1878-1955
Etats-Unis
Réalisateur

Frère aîné de Cecil, William Churchill deMille devient dès 1905 un auteur dramatique à succès à Broadway, notamment avec The Warrens of Virginia en 1907 produit par David Belasco.
Débuts au cinéma
Il suit son frère sur la côte ouest pour écrire et diriger des films. William commence donc sa carrière au cinéma en 1914 dans le studio de Cecil, Famous Players-Lasky avec The Only Son, en collaboration avec son frère et Oscar Apfel. En 1917, il réalise The Secret Game avec Sessue Hayakawa, un film de propagande antiallemand sur fond d’affaire d’espionnage.
Les grands succès
Contrairement à son frère, William ne met pas l’accent sur le grand spectacle mais sur les valeurs humaines et les émotions, se spécialisant dans les histoires individuelles.

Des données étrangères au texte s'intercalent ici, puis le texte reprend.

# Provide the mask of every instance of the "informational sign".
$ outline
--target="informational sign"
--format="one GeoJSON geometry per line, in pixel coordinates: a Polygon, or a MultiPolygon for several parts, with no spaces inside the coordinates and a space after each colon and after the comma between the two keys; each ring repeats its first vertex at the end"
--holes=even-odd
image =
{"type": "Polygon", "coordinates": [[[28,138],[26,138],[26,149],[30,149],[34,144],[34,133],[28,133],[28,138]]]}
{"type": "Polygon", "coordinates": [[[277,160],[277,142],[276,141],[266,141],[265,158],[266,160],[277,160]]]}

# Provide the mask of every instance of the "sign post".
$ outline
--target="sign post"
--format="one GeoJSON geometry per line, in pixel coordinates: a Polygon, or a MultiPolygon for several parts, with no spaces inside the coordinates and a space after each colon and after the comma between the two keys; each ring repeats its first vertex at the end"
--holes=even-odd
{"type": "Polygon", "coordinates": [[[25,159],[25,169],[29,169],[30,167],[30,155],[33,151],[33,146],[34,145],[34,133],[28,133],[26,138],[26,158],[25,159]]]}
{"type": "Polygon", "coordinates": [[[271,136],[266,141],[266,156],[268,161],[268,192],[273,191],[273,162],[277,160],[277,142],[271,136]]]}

La plupart de ses films sont perdus, mais ceux qui survivent montrent de grandes qualités, comme Conrad in Quest of his Youth (1920), où Thomas Meighan cherche à revivre les émotions de son passé, ou Miss Lulu Bett (1921) avec Lois Wilson, sur les malheurs d’une vieille fille pauvre dans une petite ville.
Parmi ses films perdus ou supposés perdus, on peut citer What every Woman knows (1921) avec Lois Wilson, sur un homme politique qui doit tout à son épouse, Clarence (1922) avec Wallace Reid, sur un vétéran de l’armée introduit dans une famille, et The World’s Applause (1923) sur une actrice vedette du théâtre, incarnée par Bebe Daniels. The Fast Set (1924), avec Elliott Dexter et Betty Compson, reprend la tradition des comédies matrimoniales de son frère.
Le parlant et la fin de carrière
William C. deMille joue un rôle actif dans les débuts de l’Academy of Motion Picture Arts and Sciences. Avec le parlant, il tourne encore The Idle Rich (1929), avec Conrad Nagel, et Passion Flower (1930) avec Kay Francis. Mais il met fin à sa carrière au cinéma après Two Kinds of Women (1932) avec Miriam Hopkins. Il retourne alors au théâtre, mais sans retrouver ses succès du début du siècle.